- Zafrullah Khan is said to have siphoned the cash to entities he co-owned with suspended managing director Duncan Kabui.
- He pumped the funds in buying prime real estate and constructing properties in Nairobi and abroad.
- When Deloitte probed deeper into the transactions early this year, the duo disguised them as loans disbursed in line with Islamic banking.
Zafrullah Khan, the ousted chairman of Chase Bank, was the chief architect and biggest beneficiary of some Sh11 billion systematically looted from the troubled mid-sized lender, financial consultancy Deloitte has told lawmakers.
Mr Khan is said to have siphoned the cash to entities he co-owned with suspended managing director Duncan Kabui.
He pumped the funds in buying prime real estate and constructing properties in Nairobi and abroad. The huge outflows from Chase Bank peaked in 2012.
When Deloitte probed deeper into the transactions early this year, the duo disguised them as loans disbursed in line with Islamic banking, the auditing firm told a National Assembly committee probing the collapse of the bank.
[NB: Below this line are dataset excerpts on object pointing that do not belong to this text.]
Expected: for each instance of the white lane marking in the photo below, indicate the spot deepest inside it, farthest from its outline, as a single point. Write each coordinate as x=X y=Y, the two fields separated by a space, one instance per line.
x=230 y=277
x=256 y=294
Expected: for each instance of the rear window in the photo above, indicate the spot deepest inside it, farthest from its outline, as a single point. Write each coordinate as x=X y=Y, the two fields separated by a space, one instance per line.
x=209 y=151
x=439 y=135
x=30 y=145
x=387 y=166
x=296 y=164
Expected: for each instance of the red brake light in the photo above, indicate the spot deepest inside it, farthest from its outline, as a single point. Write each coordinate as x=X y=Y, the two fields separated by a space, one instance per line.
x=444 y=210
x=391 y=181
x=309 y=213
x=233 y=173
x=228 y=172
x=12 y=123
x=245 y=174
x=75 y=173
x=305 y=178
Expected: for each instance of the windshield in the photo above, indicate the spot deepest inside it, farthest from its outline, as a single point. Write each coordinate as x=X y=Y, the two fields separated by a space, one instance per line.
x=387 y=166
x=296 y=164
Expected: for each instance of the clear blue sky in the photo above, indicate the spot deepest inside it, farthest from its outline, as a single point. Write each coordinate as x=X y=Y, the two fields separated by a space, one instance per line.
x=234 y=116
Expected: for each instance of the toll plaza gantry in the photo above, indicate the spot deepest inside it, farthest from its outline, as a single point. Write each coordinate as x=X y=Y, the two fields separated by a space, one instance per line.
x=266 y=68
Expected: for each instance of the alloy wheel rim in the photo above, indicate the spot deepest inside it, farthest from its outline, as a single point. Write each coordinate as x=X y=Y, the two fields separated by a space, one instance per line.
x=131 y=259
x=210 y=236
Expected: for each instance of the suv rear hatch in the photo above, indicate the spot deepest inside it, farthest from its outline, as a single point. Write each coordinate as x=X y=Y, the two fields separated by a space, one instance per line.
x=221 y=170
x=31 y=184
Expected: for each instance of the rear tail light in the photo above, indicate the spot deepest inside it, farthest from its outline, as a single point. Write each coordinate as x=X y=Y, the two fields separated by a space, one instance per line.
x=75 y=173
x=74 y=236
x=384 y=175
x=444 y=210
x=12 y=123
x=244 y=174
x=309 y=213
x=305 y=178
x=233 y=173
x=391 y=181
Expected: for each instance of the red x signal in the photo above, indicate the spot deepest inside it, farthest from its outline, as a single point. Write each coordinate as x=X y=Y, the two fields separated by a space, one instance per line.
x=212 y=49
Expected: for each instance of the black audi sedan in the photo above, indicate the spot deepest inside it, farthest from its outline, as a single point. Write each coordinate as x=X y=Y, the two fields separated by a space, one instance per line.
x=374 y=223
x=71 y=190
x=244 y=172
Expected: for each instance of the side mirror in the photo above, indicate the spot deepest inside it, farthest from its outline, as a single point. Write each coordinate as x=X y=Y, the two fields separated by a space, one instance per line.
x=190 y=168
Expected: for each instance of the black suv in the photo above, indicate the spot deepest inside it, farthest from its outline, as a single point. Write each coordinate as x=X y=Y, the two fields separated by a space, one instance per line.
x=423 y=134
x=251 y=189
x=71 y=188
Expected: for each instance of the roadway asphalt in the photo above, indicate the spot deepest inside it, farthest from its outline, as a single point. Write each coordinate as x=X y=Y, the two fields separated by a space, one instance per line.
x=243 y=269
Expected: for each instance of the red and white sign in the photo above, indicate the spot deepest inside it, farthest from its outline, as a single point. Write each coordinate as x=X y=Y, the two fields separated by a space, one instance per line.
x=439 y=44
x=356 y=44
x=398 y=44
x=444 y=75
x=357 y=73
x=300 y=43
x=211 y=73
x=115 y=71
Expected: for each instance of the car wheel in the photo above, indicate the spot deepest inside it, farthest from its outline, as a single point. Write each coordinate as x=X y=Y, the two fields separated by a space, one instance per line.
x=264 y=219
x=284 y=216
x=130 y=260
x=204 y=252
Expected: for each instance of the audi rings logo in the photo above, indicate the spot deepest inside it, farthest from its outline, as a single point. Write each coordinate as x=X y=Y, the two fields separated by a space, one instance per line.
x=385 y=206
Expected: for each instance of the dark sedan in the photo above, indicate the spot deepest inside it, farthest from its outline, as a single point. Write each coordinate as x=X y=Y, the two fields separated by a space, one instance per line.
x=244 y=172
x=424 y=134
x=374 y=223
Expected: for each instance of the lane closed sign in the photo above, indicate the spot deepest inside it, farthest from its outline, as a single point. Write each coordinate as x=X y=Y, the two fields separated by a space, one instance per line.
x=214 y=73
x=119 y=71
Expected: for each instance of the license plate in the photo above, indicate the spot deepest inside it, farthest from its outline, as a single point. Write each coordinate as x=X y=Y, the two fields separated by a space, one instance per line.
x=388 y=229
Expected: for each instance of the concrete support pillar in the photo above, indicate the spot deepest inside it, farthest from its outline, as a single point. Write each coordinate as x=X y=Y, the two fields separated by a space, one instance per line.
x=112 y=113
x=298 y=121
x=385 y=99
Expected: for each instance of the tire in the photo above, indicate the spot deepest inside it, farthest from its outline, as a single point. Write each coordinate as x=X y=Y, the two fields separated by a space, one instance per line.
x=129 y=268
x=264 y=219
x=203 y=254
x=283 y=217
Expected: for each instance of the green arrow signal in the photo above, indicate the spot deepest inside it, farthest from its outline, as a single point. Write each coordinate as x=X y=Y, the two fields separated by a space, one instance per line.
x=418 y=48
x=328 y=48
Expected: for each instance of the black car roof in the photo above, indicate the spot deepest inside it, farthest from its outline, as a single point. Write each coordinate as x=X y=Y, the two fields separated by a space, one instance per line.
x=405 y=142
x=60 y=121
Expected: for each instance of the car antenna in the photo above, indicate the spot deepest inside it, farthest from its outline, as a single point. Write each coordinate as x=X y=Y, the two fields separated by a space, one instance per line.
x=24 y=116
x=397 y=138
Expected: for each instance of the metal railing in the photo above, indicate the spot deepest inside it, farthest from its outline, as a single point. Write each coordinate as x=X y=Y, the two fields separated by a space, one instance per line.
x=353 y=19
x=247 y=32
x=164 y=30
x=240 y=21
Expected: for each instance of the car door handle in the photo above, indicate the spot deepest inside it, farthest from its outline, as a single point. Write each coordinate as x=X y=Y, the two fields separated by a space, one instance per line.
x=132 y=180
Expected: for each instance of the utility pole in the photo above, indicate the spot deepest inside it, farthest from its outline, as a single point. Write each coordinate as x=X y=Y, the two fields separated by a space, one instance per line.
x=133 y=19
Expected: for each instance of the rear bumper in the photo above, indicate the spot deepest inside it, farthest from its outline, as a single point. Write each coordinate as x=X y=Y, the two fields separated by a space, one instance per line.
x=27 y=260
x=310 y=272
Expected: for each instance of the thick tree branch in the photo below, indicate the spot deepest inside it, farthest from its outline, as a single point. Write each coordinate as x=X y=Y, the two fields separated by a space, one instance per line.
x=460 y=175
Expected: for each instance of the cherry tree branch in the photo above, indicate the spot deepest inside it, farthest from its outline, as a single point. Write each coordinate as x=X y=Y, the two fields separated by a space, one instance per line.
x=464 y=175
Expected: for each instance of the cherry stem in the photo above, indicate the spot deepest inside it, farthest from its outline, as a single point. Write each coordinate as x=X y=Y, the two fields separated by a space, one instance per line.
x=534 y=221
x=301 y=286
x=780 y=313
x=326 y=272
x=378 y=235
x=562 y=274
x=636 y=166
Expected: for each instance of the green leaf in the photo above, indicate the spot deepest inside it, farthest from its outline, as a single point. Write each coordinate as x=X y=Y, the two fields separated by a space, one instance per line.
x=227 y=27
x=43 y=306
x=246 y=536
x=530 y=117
“These companies are owned by the chairman, over 90 per cent of the ownership of those companies was the chairman and 10 per cent was the group MD,” said Fredrick Aloo, a partner at Deloitte & Touche in charge of auditing Chase Bank’s accounts.
“There was no single documentation to show how the money was advanced from the bank to purchase those properties,” Mr Aloo said in his submissions.
Deloitte was summoned to appear before the National Assembly’s Trade, Finance and Planning committee which is investing the circumstances leading to the collapse of Chase Bank, which had Sh73 billion in deposits and 170,000 customer accounts.
Ms Muthoni Kuria is now the chair of Chase Bank’s eight-member board which also includes CEO Paul Njaga, lawyer Anthony Gross, businessman Rafiq Shariff, Richard Carter, and French PE firm Amethis co-founder Laurent Demey.
Mr Khan, 60, is one of the founding owners of Chase Bank, and was first appointed group managing director in 2009 and later made chairman in 2014.
His interests in Chase Bank are held through Sheghas Ltd, the second-largest shareholder at the SME-focused lender with a 13.9 per cent stake.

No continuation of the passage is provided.